Пока моряк разливал отдающий можжевельником напиток, Юрий лихорадочно обдумывал, что именно он будет спрашивать.

Тут нужно проявлять сугубую осторожность, ибо из сути вопросов можно понять, чего хочет узнать спрашивающий, что он знает, а чего не знает. Вопросы сами по себе бывают ответами на многое. Бывают вопросы, что куда важнее ответов. Надо только уметь слушать их, и не перебивать, и тайное станет явным, а это нам совсем не нужно.

Юрий приготовился уже изложить моряку версию про книгу, когда боцман огорошил его вопросом:

— Слышал я, у кого-то из важных дам украли колье с большим синим камешком из индийских копей за черт-те сколько тысяч фунтов? — с хитрым прищуром выложил он.

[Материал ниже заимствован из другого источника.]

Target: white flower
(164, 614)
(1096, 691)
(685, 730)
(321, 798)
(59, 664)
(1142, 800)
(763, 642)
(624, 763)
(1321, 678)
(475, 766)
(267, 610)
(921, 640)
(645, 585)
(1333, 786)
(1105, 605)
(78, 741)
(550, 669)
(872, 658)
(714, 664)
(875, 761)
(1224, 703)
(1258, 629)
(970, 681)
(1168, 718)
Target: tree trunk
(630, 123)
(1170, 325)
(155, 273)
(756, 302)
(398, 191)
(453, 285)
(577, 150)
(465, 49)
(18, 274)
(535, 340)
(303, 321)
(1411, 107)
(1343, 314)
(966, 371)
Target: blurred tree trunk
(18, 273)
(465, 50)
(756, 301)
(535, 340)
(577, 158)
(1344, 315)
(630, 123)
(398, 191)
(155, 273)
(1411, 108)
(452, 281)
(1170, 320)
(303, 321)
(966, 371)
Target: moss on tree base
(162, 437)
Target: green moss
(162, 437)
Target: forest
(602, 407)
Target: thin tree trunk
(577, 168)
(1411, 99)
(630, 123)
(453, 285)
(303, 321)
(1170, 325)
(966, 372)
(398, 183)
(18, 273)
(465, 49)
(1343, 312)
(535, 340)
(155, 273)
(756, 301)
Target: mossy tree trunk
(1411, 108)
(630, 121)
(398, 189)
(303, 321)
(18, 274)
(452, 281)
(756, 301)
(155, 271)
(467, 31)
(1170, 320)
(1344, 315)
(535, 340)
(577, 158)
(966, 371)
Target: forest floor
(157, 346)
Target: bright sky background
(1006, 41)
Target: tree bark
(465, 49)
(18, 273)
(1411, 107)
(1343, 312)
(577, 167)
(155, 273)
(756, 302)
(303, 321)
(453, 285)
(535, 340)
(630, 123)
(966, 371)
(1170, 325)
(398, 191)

— И кто ж вам такое сказал? — со всем возможным удивлением, какое мог изобразить, произнес Ростовцев.

— Ну… парнишка из лифтеров. Моего брата средний сынок. Да это не мое дело, откровенно говоря! Хлебнем?!..

— …Значит, Чарльз вас послал поговорить про дела наши корабельные? — уже через пять минут, чуть захмелев, справился О’Коннери. — Хотите сами увидеть, чем и как живет наш брат-моряк? А вы-то мистера Лайтоллера давно сами знаете?

— Да как сказать… — неопределенно махнул рукой Юрий.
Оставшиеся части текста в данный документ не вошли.